Designing agent incentives to avoid reward tampering

Gridworld example

Here, an agent can push rocks, diamonds, and words (as in Sokoban, with black things being movable). The agent’s objective is described by the purple nodes. Initially, the description reads that diamonds provide reward when pushed to the green goal area. This is the intended task. However, the agent can also tamper with the reward function. By pushing the “reward”-word down, the reward function starts assigning reward to rocks instead of diamonds, creating a mismatch between the agent’s rewards and the intended task.

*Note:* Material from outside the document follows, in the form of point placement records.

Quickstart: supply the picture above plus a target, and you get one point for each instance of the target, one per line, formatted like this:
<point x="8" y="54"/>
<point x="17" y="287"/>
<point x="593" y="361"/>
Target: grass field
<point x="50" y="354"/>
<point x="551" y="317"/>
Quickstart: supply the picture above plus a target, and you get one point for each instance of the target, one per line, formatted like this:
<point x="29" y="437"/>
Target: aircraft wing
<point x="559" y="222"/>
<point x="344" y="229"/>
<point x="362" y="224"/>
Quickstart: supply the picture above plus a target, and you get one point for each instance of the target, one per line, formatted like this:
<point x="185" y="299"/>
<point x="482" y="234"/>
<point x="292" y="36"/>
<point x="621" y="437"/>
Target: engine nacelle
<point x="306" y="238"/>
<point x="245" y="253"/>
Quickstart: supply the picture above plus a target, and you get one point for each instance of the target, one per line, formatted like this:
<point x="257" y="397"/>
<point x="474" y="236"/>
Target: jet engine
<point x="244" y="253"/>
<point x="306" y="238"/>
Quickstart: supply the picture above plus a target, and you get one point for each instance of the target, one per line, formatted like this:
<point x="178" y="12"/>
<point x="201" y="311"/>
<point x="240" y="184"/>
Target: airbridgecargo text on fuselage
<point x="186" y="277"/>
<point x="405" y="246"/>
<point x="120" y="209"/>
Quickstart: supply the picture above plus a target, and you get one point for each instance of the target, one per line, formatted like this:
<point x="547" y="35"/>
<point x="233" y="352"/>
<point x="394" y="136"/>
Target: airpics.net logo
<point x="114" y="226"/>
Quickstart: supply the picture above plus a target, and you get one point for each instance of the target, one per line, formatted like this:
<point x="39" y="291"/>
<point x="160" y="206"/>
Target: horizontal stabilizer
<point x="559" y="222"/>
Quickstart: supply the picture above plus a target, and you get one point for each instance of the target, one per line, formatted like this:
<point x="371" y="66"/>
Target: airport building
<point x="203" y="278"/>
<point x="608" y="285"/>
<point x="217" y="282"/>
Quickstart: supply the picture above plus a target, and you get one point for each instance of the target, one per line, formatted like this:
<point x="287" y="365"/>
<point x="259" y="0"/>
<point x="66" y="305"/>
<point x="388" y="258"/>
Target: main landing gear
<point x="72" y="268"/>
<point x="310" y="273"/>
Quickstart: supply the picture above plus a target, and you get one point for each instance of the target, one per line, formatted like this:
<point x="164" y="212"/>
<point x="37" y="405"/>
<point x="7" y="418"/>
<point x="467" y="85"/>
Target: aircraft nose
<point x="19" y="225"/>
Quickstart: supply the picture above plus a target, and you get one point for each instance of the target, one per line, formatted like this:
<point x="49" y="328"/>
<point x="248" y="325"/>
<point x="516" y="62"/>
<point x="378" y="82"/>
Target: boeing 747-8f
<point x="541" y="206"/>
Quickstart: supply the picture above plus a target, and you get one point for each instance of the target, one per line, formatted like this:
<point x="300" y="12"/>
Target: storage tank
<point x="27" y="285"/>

Causal influence diagram representation

Here 𝜣ᴿᵢ represents the reward description at time i, with 𝜣ᴿ₁ = “diamonds are reward”. Meanwhile, S represents the agent’s position and the state of all non-purple tiles. The reward R is determined by how well S satisfies the reward description 𝜣ᴿᵢ. For example, if the reward description is “diamonds are reward”, then R equals the number of diamonds in the goal area in S. The goal of the agent is to select the actions A to optimize the sum of the rewards. The arrows represent causal influence, except for the arrows going into actions, which represent information flow (and are therefore drawn differently with dotted lines).

Current-RF optimization

When choosing A1, the agent optimizes rewards based on the current reward description 𝜣ᴿ₁ and (simulated) future states S2 and S3. Now there are no longer any red directed paths from A1 to future rewards that pass through a reward function node 𝜣ᴿᵢ. That is, the incentive for reward tampering has been averted.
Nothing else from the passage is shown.